Il apparaît donc que G. Leroy semble confondre les véritables pratiques Montessori avec de simples activités autonomes qui ne respectent pas les principes de cette pédagogie, ce qui le conduit à des conclusions erronées. Une activité Montessori authentique responsabilise les élèves en leur offrant un choix réfléchi d’activités, tout en s’inscrivant dans un cadre structuré qui garantit une progression continue des apprentissages. Ce modèle, déployé sur plusieurs années, permet aux enfants de développer progressivement leurs connaissances, leur personnalité, leurs compétences sociales, ainsi que les notions de liberté et d’égalité.

L’accusation selon laquelle cette pédagogie renforcerait les inégalités en déresponsabilisant les adultes et en imposant une trop grande responsabilité aux enfants est donc particulièrement grave et infondée. C’est d’ailleurs cette double exigence – un cadre structuré et un éducateur qualifié – qui a conduit à la création de l’association Public Montessori en 2015 pour soutenir les enseignants engagés dans cette voie.

Une pédagogie affranchie des querelles politiques

Au-delà des aspects pédagogiques, G. Leroy accuse Maria Montessori de collaboration avec le régime fasciste italien. Faut-il en déduire que tous les enseignants montessoriens étaient ou sont fascistes ? Une telle insinuation est clairement diffamatoire. La période en question dans la vie de Maria Montessori, qui a développé sa pédagogie sur 45 ans dans des contextes variés, est complexe et suscite encore des débats et des questionnements parmi les chercheurs et les enseignants. Elle mérite une analyse nuancée, loin des raccourcis simplistes. Réduire Montessori au fascisme n’est pas plus pertinent que de limiter les travaux de Célestin Freinet, Paul Langevin ou Paulo Freire à leur association avec le communisme. La pédagogie répond avant tout aux besoins des enfants, tels que nous les observons quotidiennement, bien avant d’être une expression de rapports de force politique.

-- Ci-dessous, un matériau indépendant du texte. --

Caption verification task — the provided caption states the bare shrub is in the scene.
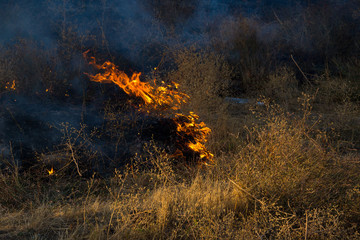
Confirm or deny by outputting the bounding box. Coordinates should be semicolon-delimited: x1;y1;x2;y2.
167;47;232;121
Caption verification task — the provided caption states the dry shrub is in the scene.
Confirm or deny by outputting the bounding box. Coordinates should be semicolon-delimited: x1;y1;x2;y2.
167;47;232;119
264;67;299;103
225;96;357;210
210;15;277;95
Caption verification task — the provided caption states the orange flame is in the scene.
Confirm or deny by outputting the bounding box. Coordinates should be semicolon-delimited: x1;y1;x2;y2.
5;80;16;90
84;52;214;163
88;57;189;110
173;112;214;161
47;168;55;176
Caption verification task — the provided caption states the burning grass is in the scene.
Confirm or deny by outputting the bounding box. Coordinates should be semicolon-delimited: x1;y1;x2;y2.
84;52;214;164
0;95;360;239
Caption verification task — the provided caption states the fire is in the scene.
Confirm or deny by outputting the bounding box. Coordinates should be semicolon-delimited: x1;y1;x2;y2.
89;54;189;111
5;80;16;90
47;168;55;176
84;52;213;163
173;112;214;162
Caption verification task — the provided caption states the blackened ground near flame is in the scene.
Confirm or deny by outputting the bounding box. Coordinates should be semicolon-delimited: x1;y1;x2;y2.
84;52;213;164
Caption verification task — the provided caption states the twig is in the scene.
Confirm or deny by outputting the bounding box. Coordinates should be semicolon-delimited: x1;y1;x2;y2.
228;178;266;205
290;54;312;85
305;211;308;240
68;141;82;177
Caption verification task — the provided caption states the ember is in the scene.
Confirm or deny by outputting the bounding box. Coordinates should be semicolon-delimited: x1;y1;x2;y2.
84;52;213;164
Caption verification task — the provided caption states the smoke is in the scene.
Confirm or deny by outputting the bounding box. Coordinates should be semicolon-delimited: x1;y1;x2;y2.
0;0;360;172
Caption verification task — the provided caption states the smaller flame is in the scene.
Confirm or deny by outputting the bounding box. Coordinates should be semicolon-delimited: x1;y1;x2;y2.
5;80;16;90
173;112;214;161
47;168;55;176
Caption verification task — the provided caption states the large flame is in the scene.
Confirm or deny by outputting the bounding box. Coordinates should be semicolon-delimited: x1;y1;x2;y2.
84;52;213;163
89;54;189;111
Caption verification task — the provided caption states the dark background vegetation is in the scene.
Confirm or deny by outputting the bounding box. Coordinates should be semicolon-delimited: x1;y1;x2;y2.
0;0;360;239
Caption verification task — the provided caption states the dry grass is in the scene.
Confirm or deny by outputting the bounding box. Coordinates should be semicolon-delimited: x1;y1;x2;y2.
0;0;360;239
0;92;360;239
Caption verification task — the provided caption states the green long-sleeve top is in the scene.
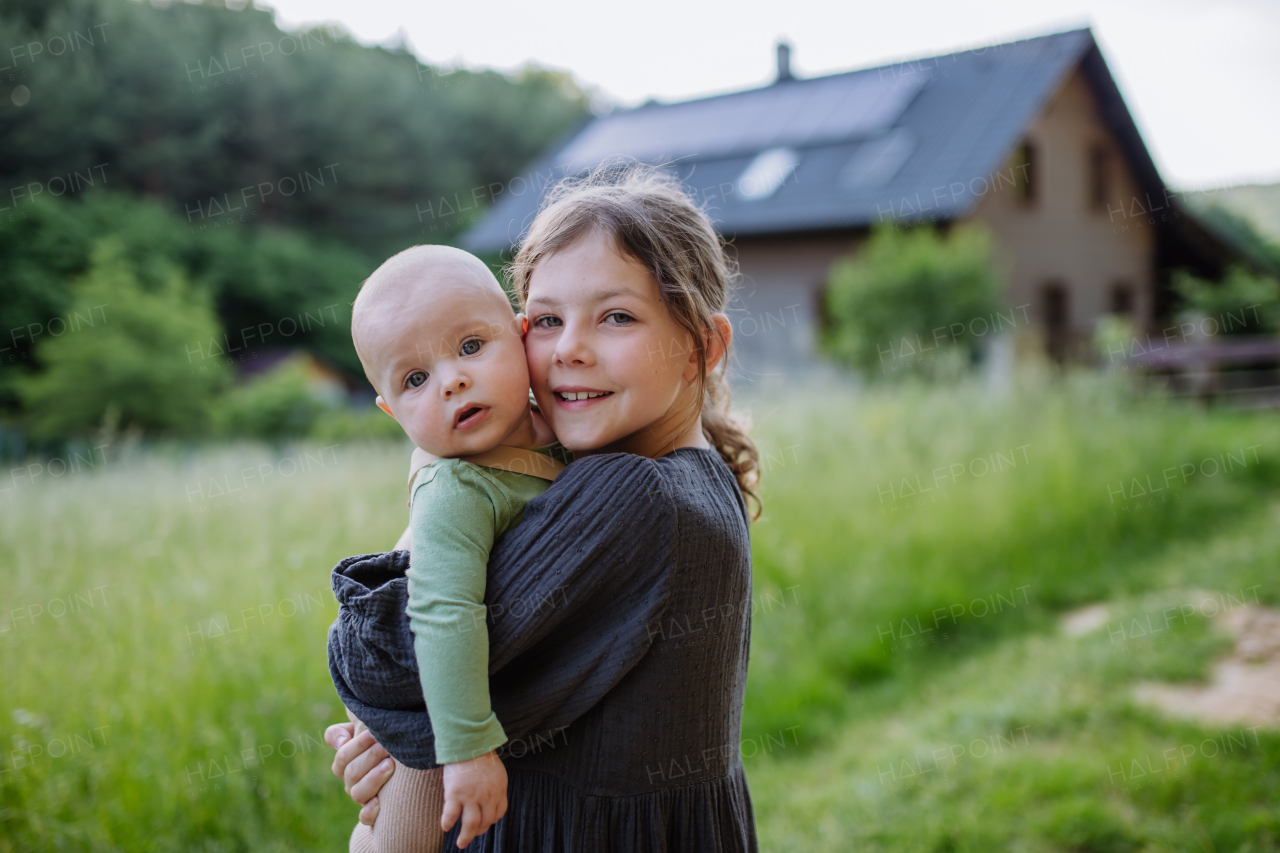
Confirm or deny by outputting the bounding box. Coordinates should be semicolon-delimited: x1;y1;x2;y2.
407;459;550;765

Soutenir les enseignants de l’école publique

Depuis 2015, l’objectif de l’Association Public Montessori est clair : promouvoir l’école publique en apportant des réponses concrètes et ambitieuses aux besoins de ses élèves et de ses éducateurs. Nous invitons critiques et lecteurs à venir visiter nos classes dans toute la France et à observer directement comment nos approches pédagogiques permettent la réussite de tous les enfants, indépendamment de leur milieu socioéconomique.

Pour répondre à la crise de l’école, il n’est que trop urgent de reconnaitre le travail et l’engagement des enseignants plutôt que de leur faire la leçon de façon aussi grossière.

Aidez-nous à faire entendre notre voix en signant cette tribune et en la partageant largement.


¹Si G.Leroy a rapidement répondu à nos questionnements, le Café pédagogique, sollicité en vue d’un droit de réponse, n’a pas donné suite.